An Evening with Jose Antonio Vargas

Thursday, April 8th, Live-Streamed Event

Co-Sponsored with the Pursuing Racial Justice Together Series and the Asian American and Asian Resource Cultural Center

Jose Antonio Vargas is a Pulitzer Prize-winning journalist, Emmy-nominated filmmaker, and Tony-nominated producer. Vargas rose to prominence in 2011 with his groundbreaking essay in the New York Times Magazine, which revealed and chronicled his life as an undocumented immigrant. In 2012, he penned a follow-up essay and appeared with other undocumented immigrants on the cover of Time Magazine.
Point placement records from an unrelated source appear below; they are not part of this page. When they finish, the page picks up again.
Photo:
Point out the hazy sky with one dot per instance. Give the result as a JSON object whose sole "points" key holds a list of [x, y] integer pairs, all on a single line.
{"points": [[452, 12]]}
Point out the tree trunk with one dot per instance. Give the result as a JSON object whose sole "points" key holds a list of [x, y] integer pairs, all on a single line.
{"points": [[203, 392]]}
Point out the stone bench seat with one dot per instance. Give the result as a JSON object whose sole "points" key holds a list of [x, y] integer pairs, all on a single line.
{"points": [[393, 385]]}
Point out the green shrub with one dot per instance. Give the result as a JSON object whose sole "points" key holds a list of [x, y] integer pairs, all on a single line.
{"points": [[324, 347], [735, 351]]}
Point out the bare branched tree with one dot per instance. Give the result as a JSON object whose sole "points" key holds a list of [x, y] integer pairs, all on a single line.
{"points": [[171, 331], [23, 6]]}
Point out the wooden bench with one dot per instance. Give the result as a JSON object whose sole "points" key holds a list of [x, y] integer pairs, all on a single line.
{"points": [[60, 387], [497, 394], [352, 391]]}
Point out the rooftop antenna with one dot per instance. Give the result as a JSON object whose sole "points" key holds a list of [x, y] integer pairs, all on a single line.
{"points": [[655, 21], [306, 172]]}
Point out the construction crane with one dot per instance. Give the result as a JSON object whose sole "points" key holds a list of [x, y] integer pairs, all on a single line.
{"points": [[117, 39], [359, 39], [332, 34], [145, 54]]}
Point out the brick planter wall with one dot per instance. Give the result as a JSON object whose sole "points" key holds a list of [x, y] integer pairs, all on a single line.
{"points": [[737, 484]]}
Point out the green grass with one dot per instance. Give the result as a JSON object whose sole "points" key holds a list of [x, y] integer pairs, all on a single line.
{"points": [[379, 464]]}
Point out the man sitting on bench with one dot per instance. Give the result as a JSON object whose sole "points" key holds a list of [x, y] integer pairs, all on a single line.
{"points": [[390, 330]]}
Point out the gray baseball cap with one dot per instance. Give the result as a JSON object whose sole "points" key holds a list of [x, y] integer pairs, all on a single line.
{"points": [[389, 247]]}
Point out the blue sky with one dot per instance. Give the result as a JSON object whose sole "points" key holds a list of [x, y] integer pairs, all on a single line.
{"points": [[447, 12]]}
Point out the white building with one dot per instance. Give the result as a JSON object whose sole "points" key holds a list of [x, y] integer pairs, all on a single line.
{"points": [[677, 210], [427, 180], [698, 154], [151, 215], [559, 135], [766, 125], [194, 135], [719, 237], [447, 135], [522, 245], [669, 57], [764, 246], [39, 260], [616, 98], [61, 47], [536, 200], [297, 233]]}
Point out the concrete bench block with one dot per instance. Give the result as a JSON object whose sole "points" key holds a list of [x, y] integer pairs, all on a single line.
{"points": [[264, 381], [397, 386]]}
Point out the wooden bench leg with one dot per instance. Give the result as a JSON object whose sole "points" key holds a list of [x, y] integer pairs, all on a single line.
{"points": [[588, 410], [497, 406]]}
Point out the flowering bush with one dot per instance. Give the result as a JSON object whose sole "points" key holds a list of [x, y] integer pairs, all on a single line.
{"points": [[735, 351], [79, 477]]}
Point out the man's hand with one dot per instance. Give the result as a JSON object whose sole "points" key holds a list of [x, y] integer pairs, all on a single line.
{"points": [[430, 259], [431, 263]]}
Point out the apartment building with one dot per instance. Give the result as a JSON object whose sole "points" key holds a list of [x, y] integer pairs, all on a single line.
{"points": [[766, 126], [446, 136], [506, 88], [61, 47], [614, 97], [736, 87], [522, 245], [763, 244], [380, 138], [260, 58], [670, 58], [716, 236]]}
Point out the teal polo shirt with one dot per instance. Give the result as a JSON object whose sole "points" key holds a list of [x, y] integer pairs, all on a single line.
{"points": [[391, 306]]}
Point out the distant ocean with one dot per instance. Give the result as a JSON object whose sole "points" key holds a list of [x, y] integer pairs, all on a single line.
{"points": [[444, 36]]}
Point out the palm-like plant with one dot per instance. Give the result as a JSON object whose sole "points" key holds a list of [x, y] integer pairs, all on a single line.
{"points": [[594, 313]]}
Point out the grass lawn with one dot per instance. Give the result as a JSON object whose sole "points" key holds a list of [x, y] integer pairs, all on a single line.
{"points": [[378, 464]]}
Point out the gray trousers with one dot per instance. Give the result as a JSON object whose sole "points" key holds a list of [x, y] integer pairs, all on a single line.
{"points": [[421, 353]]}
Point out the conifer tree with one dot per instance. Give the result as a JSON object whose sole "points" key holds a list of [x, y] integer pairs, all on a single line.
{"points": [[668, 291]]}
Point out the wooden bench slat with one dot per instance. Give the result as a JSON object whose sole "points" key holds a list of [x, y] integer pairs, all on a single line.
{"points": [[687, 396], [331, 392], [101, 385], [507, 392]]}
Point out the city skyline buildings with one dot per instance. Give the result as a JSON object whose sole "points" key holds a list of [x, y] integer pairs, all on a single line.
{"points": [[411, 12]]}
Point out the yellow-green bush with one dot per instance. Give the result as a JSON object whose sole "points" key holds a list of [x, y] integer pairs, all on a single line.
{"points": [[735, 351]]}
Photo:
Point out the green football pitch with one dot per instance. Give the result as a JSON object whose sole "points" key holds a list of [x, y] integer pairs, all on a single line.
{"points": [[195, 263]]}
Since then, Vargas has written several books, including his best-selling memoir, Dear America: Notes of an Undocumented Citizen. He also produced and directed Documented, an autobiographical documentary that received an NAACP Image Award nomination, directed White People, an Emmy-nominated television special on what it means to be young and white in a demographically changing America, and co-produced the Tony-nominated play What the Constitution Means to Me.

Vargas is also the founder of the non-profit media and culture organization Define American, a culture change organization that uses the power of narrative to humanize conversations about immigrants and advocating within news, entertainment, and digital media to create an America where everyone belongs.